Interpreting the Second Amendment?
Published 10:41 pm Friday, August 30, 2019
By Ross Reitz
Where I grew up, we had to pass hunting rifle safety in our sixth-grade curriculum. My neighbors fed their families through hunting — but somehow, people who never had to depend on hunting for food started putting rifles and AK-47s in the same category.
Repeated studies have shown that limiting access to automatic weapons saves lives, but some gun rights advocates argue the Second Amendment prevents any regulation of firearms. Somehow being able to feed your family, to them, is equal to an untrained, unlicensed white nationalist carrying an automatic weapon into a crowded and volatile situation.
While the Second Amendment allows gun ownership, shouldn’t the Second Amendment be interpreted like the other 26 amendments? Does permission mean lack of any regulation? We believe in free speech, but the First Amendment never allowed us to make violent threats against another person or print known lies. Limiting what we say in these cases doesn’t destroy the First Amendment — it strengthens it. Freedoms granted in the constitution were never intended — even by the founding fathers — to be unregulated.

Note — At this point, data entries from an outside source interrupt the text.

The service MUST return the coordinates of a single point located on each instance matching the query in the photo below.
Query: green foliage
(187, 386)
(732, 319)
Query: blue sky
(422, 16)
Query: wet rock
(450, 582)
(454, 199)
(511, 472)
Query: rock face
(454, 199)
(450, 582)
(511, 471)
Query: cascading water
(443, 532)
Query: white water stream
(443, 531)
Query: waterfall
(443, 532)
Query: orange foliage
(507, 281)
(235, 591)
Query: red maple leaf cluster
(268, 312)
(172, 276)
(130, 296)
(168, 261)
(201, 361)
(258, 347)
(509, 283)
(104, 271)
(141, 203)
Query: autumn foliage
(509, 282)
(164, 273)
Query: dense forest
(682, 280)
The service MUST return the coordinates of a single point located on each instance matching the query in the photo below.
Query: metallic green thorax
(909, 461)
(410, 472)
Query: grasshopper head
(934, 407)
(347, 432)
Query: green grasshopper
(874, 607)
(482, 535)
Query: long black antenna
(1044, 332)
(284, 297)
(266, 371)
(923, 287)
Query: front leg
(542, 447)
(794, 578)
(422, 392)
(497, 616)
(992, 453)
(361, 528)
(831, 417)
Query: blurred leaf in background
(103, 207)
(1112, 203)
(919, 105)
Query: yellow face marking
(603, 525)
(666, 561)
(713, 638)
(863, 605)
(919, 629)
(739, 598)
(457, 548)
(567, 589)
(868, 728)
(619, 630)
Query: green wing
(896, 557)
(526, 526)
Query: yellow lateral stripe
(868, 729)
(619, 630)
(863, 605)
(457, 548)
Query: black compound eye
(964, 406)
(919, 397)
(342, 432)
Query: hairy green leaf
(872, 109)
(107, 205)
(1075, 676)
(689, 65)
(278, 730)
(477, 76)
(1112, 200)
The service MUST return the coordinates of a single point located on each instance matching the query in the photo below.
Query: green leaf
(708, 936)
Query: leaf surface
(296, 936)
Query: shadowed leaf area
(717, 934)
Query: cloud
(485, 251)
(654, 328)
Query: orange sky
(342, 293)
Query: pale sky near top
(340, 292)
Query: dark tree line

Conservatives argue the Constitution needs to be interpreted the way the Constitutions’ writers interpreted it. So what did our founding fathers believe about the Second Amendment? They believed the federal government should have limited control over the army. To the Second Amendment’s approvers, the army was organized by the individual states, and army units were loaned to the federal government. The Second Amendment provided a way for the states to train and maintain army units for our country’s defense. So, while I would disagree with the following interpretation, I can accept the belief that individual citizens have the right to own dangerous weapons — but only if the person making that argument also believes that Ralph Northam has the right to block all Virginian soldiers from participating in any military procedure if he disagrees with Donald Trump. That is how the Second Amendment was interpreted when it was ratified.
Even without interpretation, the Second Amendment’s exact words state its purpose is to provide for the national defense — not individual use. When debating the Second Amendment, our founding fathers consciously chose to remove wording that would have allowed individual use of weapons. Since our founders wrote into the Second Amendment its purpose, our forefathers themselves limit the options we have in interpreting it correctly. The Second Amendment states its purpose is to allow for national defense so we can have a free country. However, we now have four military branches plus Homeland Security. If we already have a “well regulated militia,” it’s hard to defend that individual citizens must be allowed to carry automatic weapons in public for national defense. People who believe we must carry automatic weapons to defend ourselves, according to the Second Amendment, must then take the position that our military is not strong enough to defend us.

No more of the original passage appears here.